Il racconto di cui voglio parlare ha una costruzione molto particolare che, abbinata ad una scrittura pulitissima, musicale e molto scorrevole crea un vorticoso mescolarsi di suggestioni, immagini, suoni, parole. 
Lo scrittore racconta in rapida successione degli attimi, riguardanti moltissimi aspetti microcosmici e macrocosmici, che riguardano la vita, la morte, gli uomini, gli animali, gli esseri viventi e quelli inanimati. Si dedica al vento, agli occhi di un pesce morto, ai raggi del sole su una roccia, ad un uomo che prende un taxi. Attimi che vengono interrotti per lasciare spazio ad altri eventi, per poi riprendere successivamente in un secondo momento, senza identificazioni, dialoghi, senza elementi che possano in qualche modo inscrivere ciò che viene raccontato in un particolare contesto. Scene che quindi vengono "spezzate" in singoli momenti che hanno un loro valore nella loro unicità e in quel tempo che non ha un passato o un futuro. 

Inutile dire che tutto è scritto al presente

Dopo qualche pagina la lettura diventa più veloce, serrata, come se la velocità di lettura dei singoli momenti possa dare speranza a chi legge di poter fotografare un grande quadro d'insieme di ciò che sta accadendo in luoghi e momenti non definiti, e di poter guadagnare quanto più tempo possibile per poter mantenere viva nella mente l'immagine di ciò che ci viene raccontato con così tanta trasparenza stilistica.

Ha il viso rivolto verso il lungo rettangolo di cielo di un intenso azzurro incastonato fra le case ai due lati della strada, il suo profilo si staglia come carta ritagliata, la cravatta ondeggia al vento, unico oggetto in movimento in mezzo alla strada in ombra.
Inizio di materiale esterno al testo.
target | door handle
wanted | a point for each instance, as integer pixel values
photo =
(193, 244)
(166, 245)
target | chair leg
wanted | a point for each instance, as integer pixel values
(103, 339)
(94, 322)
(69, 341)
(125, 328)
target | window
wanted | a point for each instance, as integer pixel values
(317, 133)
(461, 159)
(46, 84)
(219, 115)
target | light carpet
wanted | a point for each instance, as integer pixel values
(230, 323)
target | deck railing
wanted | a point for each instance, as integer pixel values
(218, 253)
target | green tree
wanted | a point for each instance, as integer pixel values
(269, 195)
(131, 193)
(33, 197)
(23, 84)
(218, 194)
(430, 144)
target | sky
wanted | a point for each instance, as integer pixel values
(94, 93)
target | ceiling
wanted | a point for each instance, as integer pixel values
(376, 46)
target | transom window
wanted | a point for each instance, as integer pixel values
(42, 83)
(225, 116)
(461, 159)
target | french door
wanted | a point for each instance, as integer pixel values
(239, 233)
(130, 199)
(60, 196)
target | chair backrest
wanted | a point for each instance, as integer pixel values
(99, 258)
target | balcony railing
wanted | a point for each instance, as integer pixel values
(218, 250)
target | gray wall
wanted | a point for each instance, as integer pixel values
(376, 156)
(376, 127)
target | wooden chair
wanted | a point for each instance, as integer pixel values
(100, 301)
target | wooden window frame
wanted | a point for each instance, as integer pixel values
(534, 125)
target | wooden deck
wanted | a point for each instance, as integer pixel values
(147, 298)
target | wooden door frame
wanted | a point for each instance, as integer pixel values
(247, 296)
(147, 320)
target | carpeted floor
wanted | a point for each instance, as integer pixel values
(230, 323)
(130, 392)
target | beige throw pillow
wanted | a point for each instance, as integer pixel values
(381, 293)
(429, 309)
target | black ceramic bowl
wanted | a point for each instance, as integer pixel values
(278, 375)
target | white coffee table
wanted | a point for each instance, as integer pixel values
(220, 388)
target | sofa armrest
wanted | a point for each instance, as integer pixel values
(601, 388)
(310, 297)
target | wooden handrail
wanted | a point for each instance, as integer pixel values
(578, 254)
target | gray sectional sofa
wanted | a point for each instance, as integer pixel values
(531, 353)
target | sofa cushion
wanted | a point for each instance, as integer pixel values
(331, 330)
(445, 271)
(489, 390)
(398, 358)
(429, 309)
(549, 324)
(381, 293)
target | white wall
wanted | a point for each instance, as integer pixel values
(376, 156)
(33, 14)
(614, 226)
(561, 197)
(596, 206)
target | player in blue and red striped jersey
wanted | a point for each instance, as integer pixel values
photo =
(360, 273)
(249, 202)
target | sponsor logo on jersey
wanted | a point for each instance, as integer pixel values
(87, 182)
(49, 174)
Man mano che si va avanti nel racconto le diverse scene descritte cominciano ad apparire più chiare e calate in un contesto logico che però non ha un diretto collegamento con le altre storie facenti parte di questo elegante dipinto. 
Proprio così, un dipinto: una composizione dove la mela non ha niente a che vedere con la pera o con la tovaglia, se non il grande legame che tiene insieme tutti gli elementi della natura. Nel bene e nel male, purtroppo. 

Sotto i raggi del sole una fila di uomini avanza lungo il crinale della montagna, li precede una bandiera stracciata che ondeggia al vento. Malgrado la distanza si riesce a sentirla schioccare nell'aria.

Gāo Xíngjiàn con una scrittura che fa molti riferimenti ai colori e ai movimenti degli elementi da lui descritti accompagna il lettore con delle vere e proprie "istantanee", immagini incredibilmente evocative che si esauriscono al subentrare di nuove visioni per poi tornare nella mente del lettore e ricalcare i tratti leggeri che la matita della sua mente ha tracciato durante la lettura.
Queste istantanee perfette, lucenti e colorate fanno eco alla pittura orientale in tutta la sua semplicità e universalità, pregna di suggestioni che fanno capolino con dolce silenzio nella sensibilità del fruitore, protagonista di un mondo che viene creato oltre la tela, la carta, il legno. Il mondo in un attimo.